If a guy wants to run a big business and compete with me, ignoring all the licensing, first aid requirements, liability insurance, government fees, camp fees, investing in permits and associated bureaucratic mess. Then yeah, I have a problem with that. It's anti free market. It's like competing with the mafia.
On that subject. You guys can argue as much as you want about capitalism and free markets. In that world there wouldn't be any form of public land. Public land is, by definition, a non-capitalist and non-free-market idea. Who pays the mortgage on the public land? Is it being used at the highest and best economic use? Is hunting on wilderness areas heavily subsidized? You sure as hell bet it is. These wilderness areas are multiple billion dollar pieces of land. What would the private hunting lease be worth on one? oh wow, we have gone down a free market hole, haven't we?
Outside of a long history of outfitters making almost all the wilderness areas in CO huntable in the first place, here is what all you guys hunting public land with an anti-outfitter sentiment need to understand. The first and strongest line of defense on your ability to hunt public lands are the historical users with an intense economic reason (feeding their families) to protect their use and viable game populations. Contrary to what you believe, our land management managers don't consider hunters as the top of the user base hierarchy.

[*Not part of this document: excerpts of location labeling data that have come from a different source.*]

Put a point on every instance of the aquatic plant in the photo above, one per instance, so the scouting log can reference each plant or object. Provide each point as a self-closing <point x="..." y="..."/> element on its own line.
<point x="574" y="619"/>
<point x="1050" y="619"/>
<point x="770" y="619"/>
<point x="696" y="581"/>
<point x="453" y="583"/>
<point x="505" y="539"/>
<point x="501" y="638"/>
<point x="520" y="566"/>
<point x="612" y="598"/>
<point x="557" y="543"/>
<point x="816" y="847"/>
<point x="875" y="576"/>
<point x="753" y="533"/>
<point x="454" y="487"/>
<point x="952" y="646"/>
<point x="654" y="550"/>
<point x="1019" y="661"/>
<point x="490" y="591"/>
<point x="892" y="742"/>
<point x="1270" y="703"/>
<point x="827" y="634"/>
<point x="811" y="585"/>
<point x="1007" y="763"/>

It started with the cattlemen and sheep guys, now the cram down is on outfitters. Who is next? It sure as hell isn't mountain bikers, hikers, yoga practitioners, etc... It's public hunters. It may not come from direct use restrictions, but it will come from letting other users destroy our game populations. Who shows up to the local meeting to fight the mountain bike trails on winter range... outfitters.
In addition, for you non-residents, who do you think is protecting your ability to hunt these western states? Residents in most states would slash nonresident tags if it weren't for outfitters representing your interests. See, our clients are non-residents, like you!
This is complicated stuff that is rapidly changing. If you aren't in the public offices every two weeks, you frankly have no idea what you are talking about. The forest has always been a non-free market convention, but it was pro entrepreneur and pro partial privatization so resources were protected. Unfortunately, that is changing.
Go into a forest service office and ask the hunters to raise their hands. Ask how many grew up on ranches. Twenty years ago, most would have smiled and raised there hand. Now, it is damn near zero. This is our biggest threat, that nobody seems to acknowledge.
Wow, didn't mean to write an essay. got on a roll I suppose. hope all you guys have the luck to pack one out here over the next couple months!